Rapid identification of a point mutation of the Mycobacterium tuberculosis catalase-peroxidase (katG) gene associated with isoniazid resistance.

Author information

1
Division of Clinical Microbiology, Mayo Clinic and Foundation, Rochester, Minnesota 55905.

Abstract

The complete catalase-peroxidase (katG) gene DNA sequence was determined for 15 strains of Mycobacterium tuberculosis with a wide range of susceptibility to isoniazid. Five of 9 strains with isoniazid MICs > or = 1.0 microgram/mL had one or more missense mutations and all 5 strains had a common G-->T transversion in codon 463, causing the replacement of arginine with leucine and the loss of an NciI or MspI restriction site.
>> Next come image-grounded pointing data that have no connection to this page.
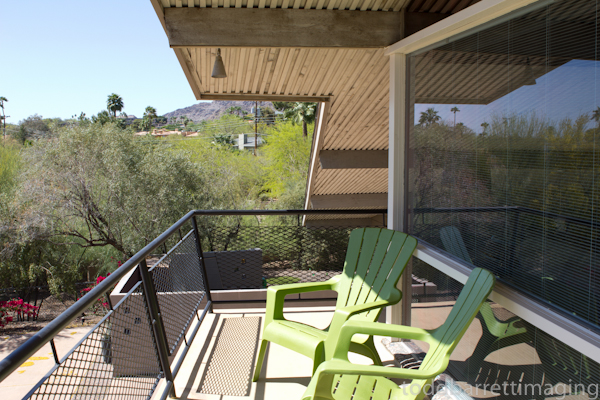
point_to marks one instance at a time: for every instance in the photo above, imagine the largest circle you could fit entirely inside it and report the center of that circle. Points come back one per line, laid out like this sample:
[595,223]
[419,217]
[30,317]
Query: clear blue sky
[59,58]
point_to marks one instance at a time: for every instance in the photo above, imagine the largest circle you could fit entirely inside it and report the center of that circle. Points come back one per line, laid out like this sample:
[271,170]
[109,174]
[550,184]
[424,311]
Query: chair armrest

None of 6 strains with an isoniazid MIC < 1.0 microgram/mL had mutations affecting codon 463. Restriction analysis of 43 strains with isoniazid MICs > or = 1.0 microgram/mL showed that 19 (44.2%) had lost the NciI-MspI restriction site at the locus of codon 463 while only 1 of 32 strains with isoniazid MICs < or = 1.0 microgram/L had this restriction polymorphism. These results indicate that the mutation arginine-->leucine in codon 463 of the catalase-peroxidase gene occurs in a significant fraction (44.2%) of M. tuberculosis strains with isoniazid MICs > or = 1.0 microgram/mL.

PMID:
7798673
DOI:
10.1093/infdis/171.1.240
[Indexed for MEDLINE]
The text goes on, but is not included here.